This library enables the use of embedding vectors generated from a large corpus of protein domains to search for similar genomes, where similar is the cosine similarity between one genome's vector and another's. Think about protein domains as words, genomes as documents, and search as a form of document retrieval based on the notion of topic. You can read more about this work in out bioRxiv preprint. Name inspired by fastText
.
All releases of nanotext
starting from r89 are pegged against the corresponding release of the Genome Taxonomy Database (GTDB).
# Create a new conda environment to experiment in
conda create -y -n nanotext && conda activate nanotext
conda install -y -c pytorch faiss-cpu # for fast vector search
conda install -y -c bioconda pybedtools pysam
# Install the nanotext library
git clone https://github.com/phiweger/nanotext
cd nanotext
pip install -e .
pytest # or python setup.py test
# For the tutorial, we need some notebook and visualisation libraries
conda install jupyter
conda install -c conda-forge altair vega_datasets notebook vega
# To download from the project data on OSF using the command line
conda install -c conda-forge osfclient
We provide all data through the Open Science Framework (OSF) because reasons. The project ID is pjf7m
and you can either download the files manually or use the OSF client:
osf -p pjf7m fetch filename
For the ecotype evaluation task we obtained published ecotype labels for three representative bacterial species (for details and references please refer to the preprint).
Head over to the tutorial for a quick walkthrough.
If you're keen, you can download the corpus (6 GB unpacked) and train the embedding yourself (couple of hours, about 10 GB of RAM). Note that training is stochastic, and that the exact similarity values will differ slightly from the numbers below. The current release of nanotext
(r89), incorporates about 145 thousand genomes with one billion domains from the Genome Taxonomy Database (GTDB). The associated corpus and models are available from OSF. We provide a training and evaluation workflow.
As an example, let's pass in a genome annotation of a Prochlorococcus genome assembly based on data from the Tara Ocean Expedition by Delmont, T. O. et al. Nat Microbiol 3, 804–813 (2018).
If you don't have annotations for your favourite microbe already, we provided a small snakemake
workflow here.
We'll use the pretrained embedding to search for functionally similar genomes, where function is analogous to the topic of a document.

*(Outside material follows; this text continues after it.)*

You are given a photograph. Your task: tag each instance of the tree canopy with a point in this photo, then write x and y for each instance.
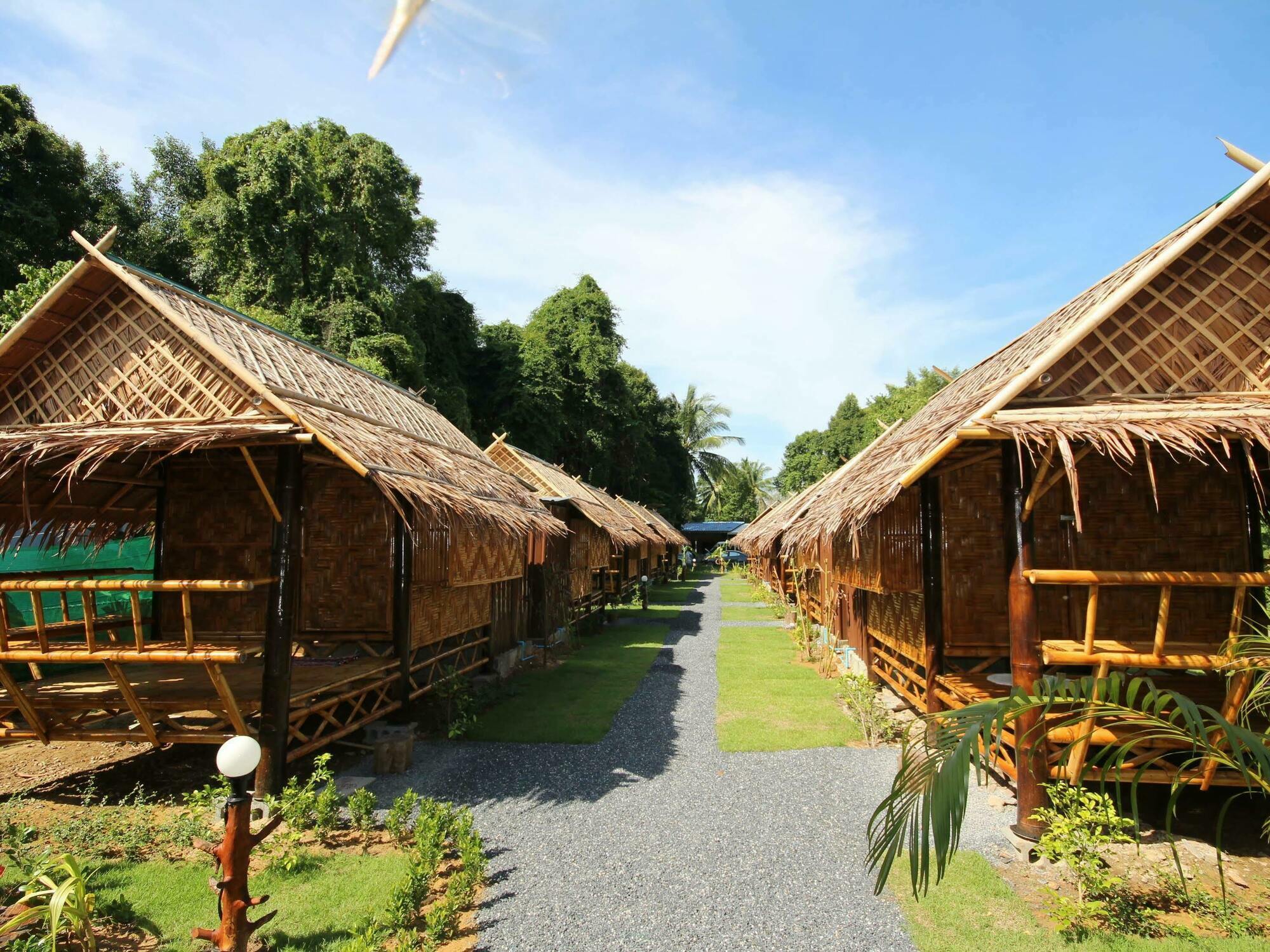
(318, 231)
(813, 453)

osf -p pjf7m fetch models.zip && unzip models.zip
osf -p pjf7m fetch tara.zip && unzip tara.zip
osf -p pjf7m fetch metadata_GTDB_r89.db
nanotext search --models models --topn 30 --mode core \
--annotation tara/TARA_ION_MAG_00012_pfam.tsv \
--out TARA_ION_MAG_00012.most_similar.tsv
head -n3 TARA_ION_MAG_00012.most_similar.tsv
# GCF_000158595.1 0.9534
# GCF_000760055.1 0.9481
# GCA_003281365.1 0.9462
Sometimes it's interesting to know which taxa these similar genomes are from, e.g. when trying to identify MAGs.
nanotext search --models models
--annotation tara/TARA_ION_MAG_00012_pfam.tsv \
--taxonomy metadata_GTDB_r89.db
# will produce taxonomy.tsv
head -n2 taxonomy.tsv
# name domain phylum class order family genus species
# GCF_000158595.1 Bacteria Cyanobacteriota Cyanobacteriia Synechococcales_A CyanobiaceaeProchlorococcus_A Prochlorococcus_A sp5
You can use genome vectors as direct input to machine learning algorithms. We provide a prove of principle, predicting culture media from a genome's protein domain annotation alone. This model was trained on the GTDB r83 and will NOT be ported to future releases. However, you can query your own MAGs nonetheless. Note also that for historical reasons, the annotation will have to be using hmmer
, for which we provided a snakemake
workflow here.
osf -p pjf7m fetch culture.zip && unzip culture.zip
nanotext predict \
--embedding culture/embedding.genomes.model \
--genome culture/TARA_ION_MAG_00012.domtbl.tsv \
--model culture/media_prediction.h5 \
--db culture/embedding.media.json \
--topn 3 --out -
# Using TensorFlow backend.
# Loading embedding model for genomes ...
# Inferring genome vector ...
# Loading embedding model for culture media ...
# Loading predictive model ...
# 137 0.9915
# 918 0.987
# 69 0.986
# Done.
The result is a list of media IDs and their cosine similarity to the prediction. Now you can check out the associated media ingredients from the DSMZ list of recommended media for microorganisms.